January 22, 2018


Post SeasonLast week I wrote about race week and how to deal with all of the excitement and anxiety so I thought this week I’d write about the week after your race.

Hopefully, you had a great race and you’re basking in the glow of your brand new winner’s medal. No? Don’t worry, there are very few of us that win those darn things – they are truly elusive.

Depending on the length of your race and how often you race your feelings may be very different. For me, this has been a very long, but great, season. I hate to see it end, but I definitely need a break.

For those of you that do long-course triathlons (70.3 and Ironman) you’re going to need some down-time. For you short-course folks, you’ll still need a rest but just not as much. Here’s my rule of thumb:

Sprint: taper 4 days before and 4 days after
Olympic: taper one week before and one week after
70.3: taper two weeks before and two weeks after
Ironman: taper three weeks before and three weeks after

Of course, this is the ideal arrangement but sometimes you’ll have other races scheduled within those timeframes that don’t allow a full rest so you’ll have to improvise. That’s okay but be sure you prioritize your races so you don’t burn yourself out on your “B” race and can’t “race” your “A” race.

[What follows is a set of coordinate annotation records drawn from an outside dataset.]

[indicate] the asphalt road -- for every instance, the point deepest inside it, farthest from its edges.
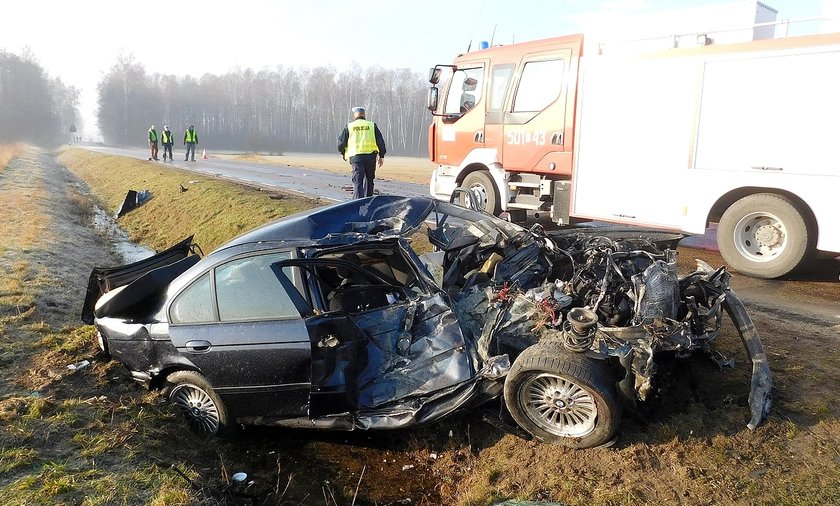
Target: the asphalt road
(310, 182)
(812, 294)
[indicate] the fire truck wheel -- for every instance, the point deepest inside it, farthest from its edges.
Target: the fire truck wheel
(481, 184)
(764, 235)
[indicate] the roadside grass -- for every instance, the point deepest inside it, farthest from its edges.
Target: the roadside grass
(8, 152)
(212, 209)
(91, 436)
(399, 168)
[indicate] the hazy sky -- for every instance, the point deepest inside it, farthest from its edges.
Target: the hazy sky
(80, 40)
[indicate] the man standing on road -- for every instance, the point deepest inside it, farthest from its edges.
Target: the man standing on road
(153, 142)
(166, 140)
(361, 142)
(190, 140)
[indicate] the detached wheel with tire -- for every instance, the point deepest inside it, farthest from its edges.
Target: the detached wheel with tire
(481, 185)
(764, 235)
(563, 398)
(193, 396)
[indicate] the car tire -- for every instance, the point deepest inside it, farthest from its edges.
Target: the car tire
(481, 184)
(562, 398)
(193, 396)
(764, 235)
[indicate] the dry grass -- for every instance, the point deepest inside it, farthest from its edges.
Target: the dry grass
(93, 437)
(8, 153)
(212, 209)
(399, 168)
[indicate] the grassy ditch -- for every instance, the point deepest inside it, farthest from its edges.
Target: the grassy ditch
(182, 203)
(8, 152)
(91, 436)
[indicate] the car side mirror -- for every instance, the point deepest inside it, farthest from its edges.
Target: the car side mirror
(432, 99)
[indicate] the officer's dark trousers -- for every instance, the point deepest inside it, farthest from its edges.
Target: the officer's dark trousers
(364, 169)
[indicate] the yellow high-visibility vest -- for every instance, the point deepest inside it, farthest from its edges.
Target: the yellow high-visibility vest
(362, 139)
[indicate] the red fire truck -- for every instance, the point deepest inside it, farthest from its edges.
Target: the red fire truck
(744, 135)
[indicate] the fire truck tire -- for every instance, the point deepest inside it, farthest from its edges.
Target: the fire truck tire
(481, 184)
(765, 235)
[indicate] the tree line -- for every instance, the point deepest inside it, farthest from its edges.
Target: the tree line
(278, 110)
(34, 107)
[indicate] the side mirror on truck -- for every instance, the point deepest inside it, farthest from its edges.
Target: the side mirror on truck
(432, 99)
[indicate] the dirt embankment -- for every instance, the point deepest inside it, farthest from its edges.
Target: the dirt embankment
(92, 435)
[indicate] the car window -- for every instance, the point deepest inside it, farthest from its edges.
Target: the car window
(194, 305)
(247, 289)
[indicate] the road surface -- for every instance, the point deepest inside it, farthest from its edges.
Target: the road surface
(310, 182)
(813, 294)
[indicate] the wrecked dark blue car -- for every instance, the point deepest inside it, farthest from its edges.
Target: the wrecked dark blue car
(392, 312)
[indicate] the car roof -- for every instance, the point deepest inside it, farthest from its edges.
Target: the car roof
(393, 214)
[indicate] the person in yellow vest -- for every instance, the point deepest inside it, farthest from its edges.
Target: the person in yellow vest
(190, 140)
(153, 142)
(166, 140)
(362, 144)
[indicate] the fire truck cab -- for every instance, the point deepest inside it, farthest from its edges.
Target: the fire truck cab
(736, 134)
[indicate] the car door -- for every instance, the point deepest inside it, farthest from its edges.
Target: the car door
(372, 355)
(237, 324)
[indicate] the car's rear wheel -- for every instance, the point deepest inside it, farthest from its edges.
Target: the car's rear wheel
(193, 396)
(561, 397)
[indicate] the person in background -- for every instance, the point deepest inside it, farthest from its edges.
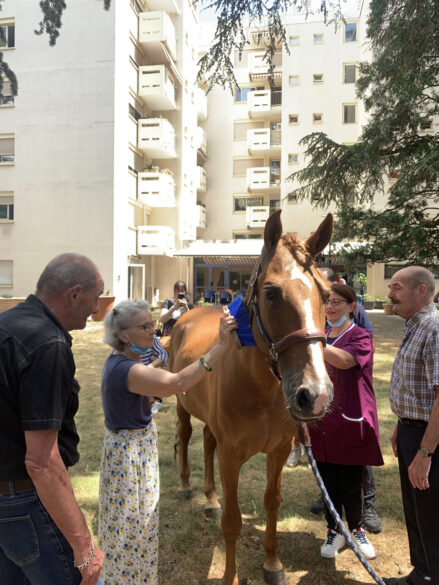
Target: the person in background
(347, 437)
(173, 309)
(129, 479)
(414, 398)
(44, 536)
(371, 520)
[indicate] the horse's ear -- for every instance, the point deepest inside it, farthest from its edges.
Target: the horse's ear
(273, 230)
(319, 239)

Since it’s the end of the season there are three, maybe four, primary things you’ll want to concentrate on:

1. Rest and repair
2. Cross-training
3. Strength training
4. Dieting

If you’ve had a big season with lots of racing you really need to give your body a rest. If you’ve been monitoring your resting heart rate daily you’ll see that after a big race it will be elevated. Mine was elevated for three entire weeks after Ironman Kona. Allow yourself a break.

Now is the perfect time to integrate some cross-training into your schedule. If you haven’t been doing any yoga or Pilates this would be a great time to do so. Hiking, skiing, roller blading, kayaking, etc. are all great forms of cross-training.

While you should be doing strength training all year, the off-season is a great time to start or increase these efforts. During the season if you trash yourself too much in the gym you may not be able to do quality swim, cycling and run workouts. In the off-season . . . trash away!
Your weight will go down if you train but if you eat more while in a period of training you may not lose weight, or may actually gain weight. It is also not advisable to lose too much weight while you’re training and racing because your performance may suffer. So if you’ve got a few pounds to lose, attempt to do so in the off-season.

Rest up and get ready for next season!